Tercio acababa de ver a
su hermano menor perder la batalla contra el enorme enemigo. Se alejó de la
escena lamentando a gritos la derrota, clamaba ayuda a regañadientes,
preguntaba por su amada entre la multitud apaciguada.
El gigante continuaba
haciendo estragos y los temblores despavorían a los habitantes de Andea.
De entre las tropas, la
mayoría resultó diestra en la arquería; otros estaban dispuestos a aprender la
técnica que le asignaran para dar el toque letal que el gigante merecía. Tercio
seguía cabalgando en busca de su amada. Alguno la había visto correr cerca del
ateneo con dos niños, otros juraban haberla visto arder en llamas minutos
antes; otra dama de edad avanzada, cuyo relato Tercio prefirió creer, lo hizo
regresar a Andea.

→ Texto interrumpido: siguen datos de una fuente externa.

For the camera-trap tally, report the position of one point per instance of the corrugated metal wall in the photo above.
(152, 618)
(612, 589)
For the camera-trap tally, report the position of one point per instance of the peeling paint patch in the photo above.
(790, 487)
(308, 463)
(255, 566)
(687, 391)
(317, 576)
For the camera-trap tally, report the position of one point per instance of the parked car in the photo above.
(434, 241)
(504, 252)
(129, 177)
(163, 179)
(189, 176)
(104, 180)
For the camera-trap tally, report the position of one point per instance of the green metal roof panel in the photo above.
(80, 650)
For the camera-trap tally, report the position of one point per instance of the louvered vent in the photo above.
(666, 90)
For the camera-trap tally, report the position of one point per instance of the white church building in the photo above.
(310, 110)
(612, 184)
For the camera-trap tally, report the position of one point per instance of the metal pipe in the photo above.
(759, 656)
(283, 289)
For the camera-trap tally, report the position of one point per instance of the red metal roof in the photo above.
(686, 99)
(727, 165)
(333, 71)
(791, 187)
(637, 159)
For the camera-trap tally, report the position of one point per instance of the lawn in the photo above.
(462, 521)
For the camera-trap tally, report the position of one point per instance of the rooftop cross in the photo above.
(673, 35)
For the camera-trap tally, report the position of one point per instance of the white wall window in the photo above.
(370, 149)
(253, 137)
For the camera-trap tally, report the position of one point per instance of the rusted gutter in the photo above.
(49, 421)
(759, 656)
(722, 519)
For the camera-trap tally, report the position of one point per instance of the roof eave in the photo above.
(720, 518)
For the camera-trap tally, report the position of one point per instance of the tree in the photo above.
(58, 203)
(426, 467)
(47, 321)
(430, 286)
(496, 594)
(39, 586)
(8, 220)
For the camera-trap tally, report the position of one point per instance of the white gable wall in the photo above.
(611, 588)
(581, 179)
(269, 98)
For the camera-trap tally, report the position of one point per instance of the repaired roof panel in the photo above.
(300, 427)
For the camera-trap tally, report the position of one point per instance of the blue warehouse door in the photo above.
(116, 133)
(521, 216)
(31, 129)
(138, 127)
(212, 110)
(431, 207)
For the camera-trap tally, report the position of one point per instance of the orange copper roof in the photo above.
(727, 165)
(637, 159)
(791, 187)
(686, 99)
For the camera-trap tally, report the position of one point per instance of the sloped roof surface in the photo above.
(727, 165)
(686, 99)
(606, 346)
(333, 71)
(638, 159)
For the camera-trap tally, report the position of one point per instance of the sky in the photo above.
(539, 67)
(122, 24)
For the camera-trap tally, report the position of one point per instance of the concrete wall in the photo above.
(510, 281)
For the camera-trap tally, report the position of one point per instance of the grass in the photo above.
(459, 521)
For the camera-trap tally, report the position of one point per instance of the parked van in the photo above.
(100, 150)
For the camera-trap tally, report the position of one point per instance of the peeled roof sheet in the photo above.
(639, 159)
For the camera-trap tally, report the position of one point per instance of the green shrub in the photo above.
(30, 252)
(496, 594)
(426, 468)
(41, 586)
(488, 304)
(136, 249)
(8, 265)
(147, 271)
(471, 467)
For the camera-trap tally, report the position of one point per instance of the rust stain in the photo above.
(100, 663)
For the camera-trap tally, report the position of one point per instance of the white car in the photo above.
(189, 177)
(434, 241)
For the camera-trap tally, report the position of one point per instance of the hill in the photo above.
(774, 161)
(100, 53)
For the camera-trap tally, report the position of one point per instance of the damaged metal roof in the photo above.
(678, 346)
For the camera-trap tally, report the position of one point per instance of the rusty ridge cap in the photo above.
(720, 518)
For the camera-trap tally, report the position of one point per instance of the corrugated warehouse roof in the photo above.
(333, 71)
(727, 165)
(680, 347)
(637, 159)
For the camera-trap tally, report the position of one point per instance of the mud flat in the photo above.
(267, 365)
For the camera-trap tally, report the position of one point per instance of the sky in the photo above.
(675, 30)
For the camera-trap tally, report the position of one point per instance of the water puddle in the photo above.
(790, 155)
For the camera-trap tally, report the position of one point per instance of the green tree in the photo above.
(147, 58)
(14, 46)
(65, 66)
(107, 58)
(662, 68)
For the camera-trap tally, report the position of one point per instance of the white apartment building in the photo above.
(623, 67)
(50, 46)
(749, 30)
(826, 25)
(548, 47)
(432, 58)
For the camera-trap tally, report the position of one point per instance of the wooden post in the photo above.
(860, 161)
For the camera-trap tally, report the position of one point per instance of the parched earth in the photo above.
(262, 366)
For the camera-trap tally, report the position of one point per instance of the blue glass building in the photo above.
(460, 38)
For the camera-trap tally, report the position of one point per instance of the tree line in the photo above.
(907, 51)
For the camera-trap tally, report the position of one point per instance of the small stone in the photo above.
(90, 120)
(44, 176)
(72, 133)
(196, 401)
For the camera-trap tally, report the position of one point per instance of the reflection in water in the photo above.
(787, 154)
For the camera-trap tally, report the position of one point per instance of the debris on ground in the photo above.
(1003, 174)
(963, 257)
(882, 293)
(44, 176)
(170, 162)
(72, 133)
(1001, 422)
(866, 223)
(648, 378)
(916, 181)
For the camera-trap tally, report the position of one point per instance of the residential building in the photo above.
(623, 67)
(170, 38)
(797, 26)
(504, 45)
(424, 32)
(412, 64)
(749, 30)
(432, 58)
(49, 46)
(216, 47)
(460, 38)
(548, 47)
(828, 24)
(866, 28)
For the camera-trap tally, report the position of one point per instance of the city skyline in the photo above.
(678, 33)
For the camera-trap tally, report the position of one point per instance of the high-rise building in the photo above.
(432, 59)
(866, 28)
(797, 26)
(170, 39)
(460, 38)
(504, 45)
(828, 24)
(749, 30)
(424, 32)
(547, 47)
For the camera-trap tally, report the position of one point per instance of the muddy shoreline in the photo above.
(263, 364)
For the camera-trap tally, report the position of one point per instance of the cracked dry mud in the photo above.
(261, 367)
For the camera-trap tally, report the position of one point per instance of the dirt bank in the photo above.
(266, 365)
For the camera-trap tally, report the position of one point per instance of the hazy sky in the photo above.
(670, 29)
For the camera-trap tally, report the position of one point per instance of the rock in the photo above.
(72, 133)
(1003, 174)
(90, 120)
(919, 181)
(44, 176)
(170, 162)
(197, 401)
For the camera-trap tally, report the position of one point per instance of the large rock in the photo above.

La anciana detalló el recuerdo para que Tercio diera fe de su
identidad: la vio arrastrar el cuerpo de un joven evidentemente maltratado por
el gigante, era de piel canela y cabello liso, que se había despojado de su
ropa para maniobrar mejor con el cadáver. Tercio no podía estar equivocado, era
su amada Mengana intentando rescatar a su cuñado al verlo perecer, actuaba como
su amado habría actuado, estaba convencida de que Tercio jamás la hubiera
desamparado en la ciudad ardiendo en fuego; se ocultó en el circo de Andea que
custodiaba el coliseo donde golpeaba el rostro sin vida de Után; prefería
golpearlo que llorarlo. Lo abrazaba en cada reposo de bofetadas para
resucitarlo.
Cuando la multitud corrió
de las amenazas del gigante, la valiente mujer se escondió dentro del circo con
su difunto cuñado, la bestia atraída por el aroma de Mengana desprendió el
techo del edificio. Se encontró de nuevo con el rostro, ahora sin vida, del
osado Után. ¡Falta de respeto más grande la que sintió el gigante al ver que
tan hermosa doncella prefería resguardar en su regazo la intimidad de un
derrotado!
El gigante la miraba
directo a los ojos; ella corrió. No se perdonó por haber dejado el cuerpo de
Után abandonado, no se perdonó por haberse mostrado débil ante el enemigo. Como
pudo, se coló entre los demás que seguían huyendo. Detuvo la marcha en un
pasillo del coliseo que no danzaba con luz natural o la del fuego incesante que
arropaba a Andea; se despojó de lo que quedaba de su vestido y con apenas unos
trapejos cubrió de sí la prudencia que le seguía perteneciendo a Tercio.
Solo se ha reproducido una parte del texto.